Dragon Arrives at ISS Delivering 150 Science Experiments, Preparations Continue for Wednesday Spacewalk

Dragon Arrives at ISS Delivering 150 Science Experiments, Preparations Continue for Wednesday Spacewalk

SpaceX’s Dragon spacecraft was successfully grappled by Japanese astronaut and International Space Station (ISS) commander Koichi Wakata using Canada’s robotic arm, Canadarm2.  Capture was exactly on time at 7:14 am ET this morning. Installation onto a docking port is expected about 9:30 am ET.

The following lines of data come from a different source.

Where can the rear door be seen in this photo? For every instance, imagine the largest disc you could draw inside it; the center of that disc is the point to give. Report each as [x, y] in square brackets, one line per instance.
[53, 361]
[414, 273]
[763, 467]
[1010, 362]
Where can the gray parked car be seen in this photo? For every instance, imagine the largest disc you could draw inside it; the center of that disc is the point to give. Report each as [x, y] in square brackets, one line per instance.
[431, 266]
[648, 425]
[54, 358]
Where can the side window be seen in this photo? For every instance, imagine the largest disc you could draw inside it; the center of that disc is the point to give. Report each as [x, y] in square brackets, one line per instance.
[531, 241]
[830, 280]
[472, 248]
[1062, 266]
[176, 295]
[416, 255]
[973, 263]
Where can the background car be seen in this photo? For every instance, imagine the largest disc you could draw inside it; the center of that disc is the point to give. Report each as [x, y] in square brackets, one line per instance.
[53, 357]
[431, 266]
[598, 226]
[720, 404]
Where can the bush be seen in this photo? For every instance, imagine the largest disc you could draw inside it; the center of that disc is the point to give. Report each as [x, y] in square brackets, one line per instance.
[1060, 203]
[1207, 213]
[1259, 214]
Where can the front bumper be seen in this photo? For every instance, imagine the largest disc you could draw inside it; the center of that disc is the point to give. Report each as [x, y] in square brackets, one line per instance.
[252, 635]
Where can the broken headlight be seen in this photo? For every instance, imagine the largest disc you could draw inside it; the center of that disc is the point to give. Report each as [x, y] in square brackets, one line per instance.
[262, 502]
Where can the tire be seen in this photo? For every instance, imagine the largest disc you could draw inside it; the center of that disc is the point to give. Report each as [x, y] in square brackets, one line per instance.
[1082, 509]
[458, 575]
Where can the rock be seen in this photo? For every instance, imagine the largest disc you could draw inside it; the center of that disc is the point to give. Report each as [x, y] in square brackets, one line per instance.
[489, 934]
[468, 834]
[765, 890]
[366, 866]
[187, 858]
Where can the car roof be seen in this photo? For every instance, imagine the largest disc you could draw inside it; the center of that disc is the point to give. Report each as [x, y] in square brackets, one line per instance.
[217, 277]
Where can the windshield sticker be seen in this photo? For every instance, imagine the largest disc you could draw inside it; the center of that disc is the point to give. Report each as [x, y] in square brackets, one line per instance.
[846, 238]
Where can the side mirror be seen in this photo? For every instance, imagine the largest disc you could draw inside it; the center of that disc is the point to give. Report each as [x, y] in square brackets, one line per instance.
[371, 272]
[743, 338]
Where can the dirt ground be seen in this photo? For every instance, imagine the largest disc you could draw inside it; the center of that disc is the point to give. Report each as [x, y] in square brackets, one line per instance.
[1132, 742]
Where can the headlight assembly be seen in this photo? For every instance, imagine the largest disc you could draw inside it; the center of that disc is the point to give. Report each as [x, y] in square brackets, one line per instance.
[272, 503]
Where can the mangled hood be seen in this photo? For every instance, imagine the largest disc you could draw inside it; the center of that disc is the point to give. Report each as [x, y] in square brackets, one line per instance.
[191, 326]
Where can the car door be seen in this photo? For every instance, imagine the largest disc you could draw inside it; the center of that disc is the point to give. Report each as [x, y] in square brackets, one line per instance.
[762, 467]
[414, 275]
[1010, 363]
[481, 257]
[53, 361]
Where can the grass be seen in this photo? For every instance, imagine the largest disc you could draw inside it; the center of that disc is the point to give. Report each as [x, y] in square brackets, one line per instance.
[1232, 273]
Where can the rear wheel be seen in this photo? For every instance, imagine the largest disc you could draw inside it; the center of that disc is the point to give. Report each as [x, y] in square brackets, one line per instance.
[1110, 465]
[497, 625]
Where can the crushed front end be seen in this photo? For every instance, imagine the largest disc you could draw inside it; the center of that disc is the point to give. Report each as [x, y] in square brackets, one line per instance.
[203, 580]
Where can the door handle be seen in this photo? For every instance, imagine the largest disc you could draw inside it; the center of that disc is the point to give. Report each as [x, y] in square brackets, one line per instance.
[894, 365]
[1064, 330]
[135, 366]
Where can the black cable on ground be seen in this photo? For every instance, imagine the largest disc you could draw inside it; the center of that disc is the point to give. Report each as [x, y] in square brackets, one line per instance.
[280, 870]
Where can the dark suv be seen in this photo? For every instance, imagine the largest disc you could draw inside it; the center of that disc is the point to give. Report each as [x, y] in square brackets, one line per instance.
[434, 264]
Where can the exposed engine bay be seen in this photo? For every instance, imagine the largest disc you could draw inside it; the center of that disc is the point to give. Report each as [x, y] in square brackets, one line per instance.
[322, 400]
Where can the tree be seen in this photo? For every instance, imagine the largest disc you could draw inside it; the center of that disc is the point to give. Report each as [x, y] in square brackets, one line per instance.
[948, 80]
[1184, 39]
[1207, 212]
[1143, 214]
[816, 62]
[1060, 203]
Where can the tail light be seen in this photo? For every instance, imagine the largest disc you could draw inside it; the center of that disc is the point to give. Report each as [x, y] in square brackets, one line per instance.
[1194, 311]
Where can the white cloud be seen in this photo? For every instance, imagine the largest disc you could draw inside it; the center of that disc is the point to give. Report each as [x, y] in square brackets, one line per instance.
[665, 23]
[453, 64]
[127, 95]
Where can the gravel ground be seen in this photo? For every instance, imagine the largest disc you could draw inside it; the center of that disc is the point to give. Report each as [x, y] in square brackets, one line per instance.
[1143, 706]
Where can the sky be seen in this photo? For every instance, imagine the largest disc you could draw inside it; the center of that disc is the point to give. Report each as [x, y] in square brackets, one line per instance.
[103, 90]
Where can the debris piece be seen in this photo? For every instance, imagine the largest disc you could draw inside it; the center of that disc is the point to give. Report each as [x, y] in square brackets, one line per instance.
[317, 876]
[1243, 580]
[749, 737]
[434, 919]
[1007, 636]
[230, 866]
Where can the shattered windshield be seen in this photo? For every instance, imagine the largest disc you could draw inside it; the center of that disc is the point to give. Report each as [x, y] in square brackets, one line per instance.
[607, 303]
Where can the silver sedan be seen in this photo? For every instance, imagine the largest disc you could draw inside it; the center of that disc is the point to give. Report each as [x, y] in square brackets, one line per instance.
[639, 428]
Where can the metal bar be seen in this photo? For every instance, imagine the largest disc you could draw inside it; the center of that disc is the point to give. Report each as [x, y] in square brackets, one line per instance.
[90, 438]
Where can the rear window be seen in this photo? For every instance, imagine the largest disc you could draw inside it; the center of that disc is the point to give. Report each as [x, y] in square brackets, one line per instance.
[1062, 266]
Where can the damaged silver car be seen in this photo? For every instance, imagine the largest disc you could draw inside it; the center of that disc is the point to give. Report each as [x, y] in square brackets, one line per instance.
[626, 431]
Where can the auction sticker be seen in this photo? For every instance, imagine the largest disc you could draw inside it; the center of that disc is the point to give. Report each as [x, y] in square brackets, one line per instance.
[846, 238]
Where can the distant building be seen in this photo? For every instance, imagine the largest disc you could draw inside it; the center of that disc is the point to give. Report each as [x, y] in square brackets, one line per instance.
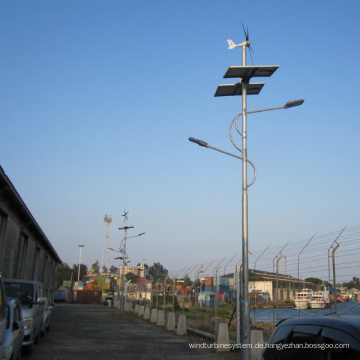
[25, 251]
[139, 270]
[265, 281]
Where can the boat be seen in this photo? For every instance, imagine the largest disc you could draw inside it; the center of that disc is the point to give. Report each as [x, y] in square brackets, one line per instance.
[302, 299]
[319, 300]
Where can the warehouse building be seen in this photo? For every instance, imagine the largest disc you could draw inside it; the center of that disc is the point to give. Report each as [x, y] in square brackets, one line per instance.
[25, 251]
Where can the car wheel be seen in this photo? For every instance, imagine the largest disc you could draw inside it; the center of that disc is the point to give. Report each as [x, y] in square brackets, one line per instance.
[27, 350]
[37, 338]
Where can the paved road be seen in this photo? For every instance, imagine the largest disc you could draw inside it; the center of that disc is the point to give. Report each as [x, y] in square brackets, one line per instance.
[96, 332]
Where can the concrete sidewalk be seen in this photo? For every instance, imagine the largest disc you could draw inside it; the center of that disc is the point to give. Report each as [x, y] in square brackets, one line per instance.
[97, 332]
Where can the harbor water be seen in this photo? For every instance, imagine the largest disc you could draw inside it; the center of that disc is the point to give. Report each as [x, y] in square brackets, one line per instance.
[269, 315]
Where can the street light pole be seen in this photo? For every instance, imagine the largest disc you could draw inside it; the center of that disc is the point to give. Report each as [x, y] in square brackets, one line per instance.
[244, 88]
[80, 246]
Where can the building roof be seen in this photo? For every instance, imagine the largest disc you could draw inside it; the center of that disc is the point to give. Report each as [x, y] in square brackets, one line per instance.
[9, 193]
[259, 275]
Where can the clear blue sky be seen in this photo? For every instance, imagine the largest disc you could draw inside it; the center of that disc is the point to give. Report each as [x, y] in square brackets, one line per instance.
[98, 99]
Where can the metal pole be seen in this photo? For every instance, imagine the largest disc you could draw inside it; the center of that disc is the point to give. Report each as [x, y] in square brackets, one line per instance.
[123, 271]
[237, 270]
[80, 246]
[245, 308]
[334, 274]
[277, 287]
[164, 295]
[174, 294]
[216, 296]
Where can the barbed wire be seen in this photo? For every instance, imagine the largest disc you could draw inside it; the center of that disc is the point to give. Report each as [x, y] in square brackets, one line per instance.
[310, 257]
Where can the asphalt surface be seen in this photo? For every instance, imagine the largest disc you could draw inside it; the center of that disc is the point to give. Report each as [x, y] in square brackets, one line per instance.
[99, 332]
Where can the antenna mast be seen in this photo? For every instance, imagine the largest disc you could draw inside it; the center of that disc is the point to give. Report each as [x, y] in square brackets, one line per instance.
[106, 252]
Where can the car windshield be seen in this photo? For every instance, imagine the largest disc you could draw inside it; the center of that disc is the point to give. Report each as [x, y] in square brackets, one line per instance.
[7, 316]
[24, 292]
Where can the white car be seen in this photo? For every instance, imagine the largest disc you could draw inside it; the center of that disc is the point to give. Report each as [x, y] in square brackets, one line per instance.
[2, 315]
[47, 317]
[14, 333]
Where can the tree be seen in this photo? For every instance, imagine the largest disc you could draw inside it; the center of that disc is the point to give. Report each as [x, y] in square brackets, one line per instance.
[157, 272]
[95, 267]
[83, 272]
[113, 269]
[132, 277]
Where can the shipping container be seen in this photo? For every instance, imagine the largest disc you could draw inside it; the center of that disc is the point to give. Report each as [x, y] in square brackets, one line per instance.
[59, 295]
[85, 296]
[141, 281]
[223, 288]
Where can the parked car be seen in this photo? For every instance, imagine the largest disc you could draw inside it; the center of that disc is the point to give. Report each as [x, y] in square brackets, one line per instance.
[47, 317]
[14, 334]
[2, 315]
[315, 338]
[32, 297]
[109, 301]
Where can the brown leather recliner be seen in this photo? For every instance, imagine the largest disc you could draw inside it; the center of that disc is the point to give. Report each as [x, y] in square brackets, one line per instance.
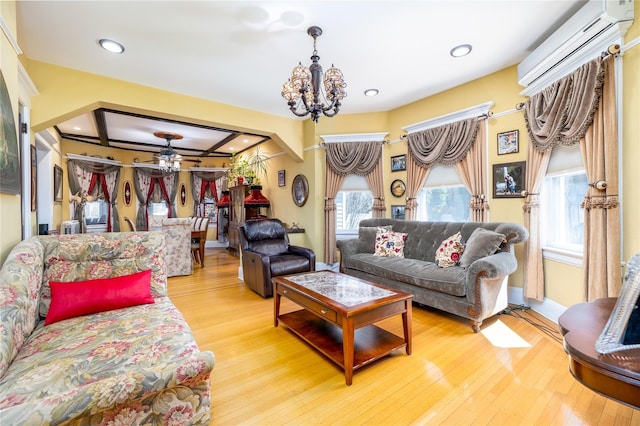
[266, 253]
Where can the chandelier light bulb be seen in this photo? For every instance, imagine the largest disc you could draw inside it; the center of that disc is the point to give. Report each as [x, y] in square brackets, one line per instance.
[111, 45]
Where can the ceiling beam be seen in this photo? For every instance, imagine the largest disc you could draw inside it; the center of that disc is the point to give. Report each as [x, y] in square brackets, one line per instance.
[220, 144]
[101, 124]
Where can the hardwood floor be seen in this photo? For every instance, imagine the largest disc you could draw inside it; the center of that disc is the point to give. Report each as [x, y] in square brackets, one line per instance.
[267, 376]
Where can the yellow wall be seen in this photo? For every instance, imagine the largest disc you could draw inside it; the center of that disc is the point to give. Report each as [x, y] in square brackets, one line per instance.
[65, 93]
[10, 208]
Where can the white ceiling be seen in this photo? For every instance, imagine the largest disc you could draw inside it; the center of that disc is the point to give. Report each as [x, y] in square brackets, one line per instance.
[241, 52]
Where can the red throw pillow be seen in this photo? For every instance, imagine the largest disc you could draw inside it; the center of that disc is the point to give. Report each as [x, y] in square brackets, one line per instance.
[73, 299]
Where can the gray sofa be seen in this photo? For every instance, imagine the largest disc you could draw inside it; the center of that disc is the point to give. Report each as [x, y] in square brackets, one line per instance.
[476, 291]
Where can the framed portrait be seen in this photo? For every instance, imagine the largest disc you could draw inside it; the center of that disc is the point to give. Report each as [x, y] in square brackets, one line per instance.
[398, 163]
[127, 193]
[57, 183]
[622, 330]
[397, 212]
[300, 190]
[34, 178]
[508, 142]
[9, 155]
[509, 179]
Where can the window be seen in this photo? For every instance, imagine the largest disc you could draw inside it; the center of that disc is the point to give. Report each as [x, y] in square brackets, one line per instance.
[561, 217]
[159, 209]
[95, 212]
[443, 198]
[353, 204]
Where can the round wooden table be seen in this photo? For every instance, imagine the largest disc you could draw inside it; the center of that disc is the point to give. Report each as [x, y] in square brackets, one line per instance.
[615, 375]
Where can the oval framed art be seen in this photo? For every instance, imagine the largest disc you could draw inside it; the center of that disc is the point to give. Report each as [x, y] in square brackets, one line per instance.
[300, 190]
[127, 192]
[183, 195]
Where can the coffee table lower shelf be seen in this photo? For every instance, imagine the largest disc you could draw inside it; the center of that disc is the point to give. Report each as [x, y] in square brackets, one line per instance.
[370, 342]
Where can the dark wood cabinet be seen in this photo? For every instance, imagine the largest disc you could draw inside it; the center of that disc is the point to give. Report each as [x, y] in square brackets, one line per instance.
[238, 213]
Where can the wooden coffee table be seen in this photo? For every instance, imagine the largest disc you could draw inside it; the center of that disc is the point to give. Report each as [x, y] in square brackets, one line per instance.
[338, 316]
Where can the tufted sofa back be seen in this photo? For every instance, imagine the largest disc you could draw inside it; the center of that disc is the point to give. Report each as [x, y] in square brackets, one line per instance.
[424, 238]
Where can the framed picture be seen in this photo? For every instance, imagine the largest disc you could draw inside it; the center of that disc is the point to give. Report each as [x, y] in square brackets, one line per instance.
[398, 163]
[34, 178]
[508, 142]
[509, 179]
[127, 192]
[9, 154]
[397, 212]
[57, 183]
[300, 190]
[622, 330]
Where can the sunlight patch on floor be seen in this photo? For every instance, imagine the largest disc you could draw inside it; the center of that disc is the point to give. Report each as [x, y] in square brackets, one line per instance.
[501, 336]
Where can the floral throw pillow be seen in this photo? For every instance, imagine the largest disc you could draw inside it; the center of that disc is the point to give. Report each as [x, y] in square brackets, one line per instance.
[389, 243]
[450, 251]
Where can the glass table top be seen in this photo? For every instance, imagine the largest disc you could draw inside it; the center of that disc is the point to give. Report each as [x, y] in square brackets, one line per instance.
[341, 288]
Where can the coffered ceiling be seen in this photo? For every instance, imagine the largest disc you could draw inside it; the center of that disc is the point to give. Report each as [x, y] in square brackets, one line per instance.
[241, 52]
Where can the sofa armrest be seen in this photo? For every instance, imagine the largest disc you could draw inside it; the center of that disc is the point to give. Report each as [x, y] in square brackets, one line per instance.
[152, 393]
[308, 253]
[348, 247]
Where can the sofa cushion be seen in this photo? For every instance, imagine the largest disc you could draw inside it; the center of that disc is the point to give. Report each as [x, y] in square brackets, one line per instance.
[73, 299]
[73, 258]
[411, 271]
[367, 238]
[449, 252]
[92, 364]
[481, 243]
[389, 243]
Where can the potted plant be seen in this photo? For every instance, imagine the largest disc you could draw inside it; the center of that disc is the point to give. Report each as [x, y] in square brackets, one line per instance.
[245, 170]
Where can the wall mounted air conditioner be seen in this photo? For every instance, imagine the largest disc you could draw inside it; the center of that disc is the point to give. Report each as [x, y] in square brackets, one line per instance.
[596, 20]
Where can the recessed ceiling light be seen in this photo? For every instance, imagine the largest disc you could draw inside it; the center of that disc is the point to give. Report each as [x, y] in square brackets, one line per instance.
[462, 50]
[111, 45]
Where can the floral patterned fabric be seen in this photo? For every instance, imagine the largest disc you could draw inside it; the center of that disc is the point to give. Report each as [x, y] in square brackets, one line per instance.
[177, 236]
[130, 366]
[449, 252]
[389, 243]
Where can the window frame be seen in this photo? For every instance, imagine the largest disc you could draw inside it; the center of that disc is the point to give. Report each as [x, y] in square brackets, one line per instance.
[571, 254]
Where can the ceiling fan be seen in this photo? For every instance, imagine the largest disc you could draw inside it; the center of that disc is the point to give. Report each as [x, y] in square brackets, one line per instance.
[168, 159]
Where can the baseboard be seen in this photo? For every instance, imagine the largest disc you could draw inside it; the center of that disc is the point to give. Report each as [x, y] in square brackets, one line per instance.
[216, 244]
[547, 308]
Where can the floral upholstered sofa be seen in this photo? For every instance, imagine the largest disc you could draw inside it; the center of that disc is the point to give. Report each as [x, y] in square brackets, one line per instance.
[128, 366]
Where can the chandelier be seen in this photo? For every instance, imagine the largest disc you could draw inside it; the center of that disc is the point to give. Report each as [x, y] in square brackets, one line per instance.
[303, 91]
[168, 159]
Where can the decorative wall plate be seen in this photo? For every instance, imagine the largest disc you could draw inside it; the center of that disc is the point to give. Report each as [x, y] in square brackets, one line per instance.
[398, 188]
[300, 190]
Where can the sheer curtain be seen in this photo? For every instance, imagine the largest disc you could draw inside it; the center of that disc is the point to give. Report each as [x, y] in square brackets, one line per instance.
[579, 108]
[201, 182]
[83, 177]
[447, 145]
[145, 181]
[342, 159]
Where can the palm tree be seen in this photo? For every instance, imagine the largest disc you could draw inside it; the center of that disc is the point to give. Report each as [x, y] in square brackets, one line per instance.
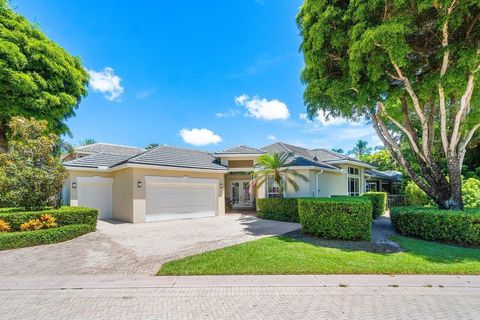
[275, 166]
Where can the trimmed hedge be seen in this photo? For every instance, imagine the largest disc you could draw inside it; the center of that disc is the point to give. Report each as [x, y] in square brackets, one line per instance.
[346, 218]
[462, 227]
[64, 216]
[280, 209]
[379, 202]
[13, 240]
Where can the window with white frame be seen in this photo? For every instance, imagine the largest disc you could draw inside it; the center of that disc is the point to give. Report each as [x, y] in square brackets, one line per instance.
[273, 189]
[353, 181]
[370, 186]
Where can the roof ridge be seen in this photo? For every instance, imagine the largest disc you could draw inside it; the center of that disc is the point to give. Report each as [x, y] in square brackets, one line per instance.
[110, 144]
[333, 152]
[238, 146]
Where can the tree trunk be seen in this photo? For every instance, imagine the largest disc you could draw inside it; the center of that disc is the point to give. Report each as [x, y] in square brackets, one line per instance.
[3, 136]
[453, 199]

Dragon was launched on Friday afternoon on SpaceX’s third operational cargo mission to the ISS — SpaceX CRS-3.  The robotic spacecraft is delivering 3,500 pounds of supplies and equipment, including 150 scientific experiments.  It will remain berthed to the ISS until May 18 and then return to Earth and splash down in the Pacific Ocean.  It is the only one of the five cargo spacecraft that service ISS that is designed to survive reentry, a benefit especially to scientists who want to study the results of their experiments in ground-based laboratories.  Russia’s Progress, Europe’s ATV, Japan’s HTV and Orbital Sciences Corp’s Cygnus are not equipped with heat shields to protect them from reentry forces and burn up as they descend through the atmosphere.  They are used to dispose of trash — another important task.

Among the SpaceX CRS-3  cargo are a new spacesuit and repair parts for three spacesuits already aboard the ISS.   A malfunctioning spacesuit put European astronaut Luca Parmitano in grave peril last summer when his helmet filled with water from the spacesuit’s cooling system.  NASA later determined that a filter was clogged by silica particles that were in the water.  They have replaced the filters and flushed the water systems in the suits.   Parmitano’s suit was used for a “contingency” spacewalk in December and will be used again for another contingency spacewalk this Wednesday.  

Contingency spacewalks, as compared to “planned” spacewalks, are performed when an unexpected problem develops requiring a spacewalk to repair something.  NASA has not cleared the spacesuits for planned spacewalks yet as they continue to investigate the source of the silica particles.  ISS program manager Mike Suffredini said at an April 18 press conference that they are learning a lot about water chemistry and have become more “adept” at how to keep the water clean, but have not yet done their final failure analysis.  However, they feel they have reduced the risk to an acceptable level for contingency spacewalks.

Wednesday’s spacewalk by NASA astronauts Rick Mastracchio and Steve Swanson will replace a broken computer — a Multiplexer-DeMultiplexer (MDM) — on the space station’s exterior.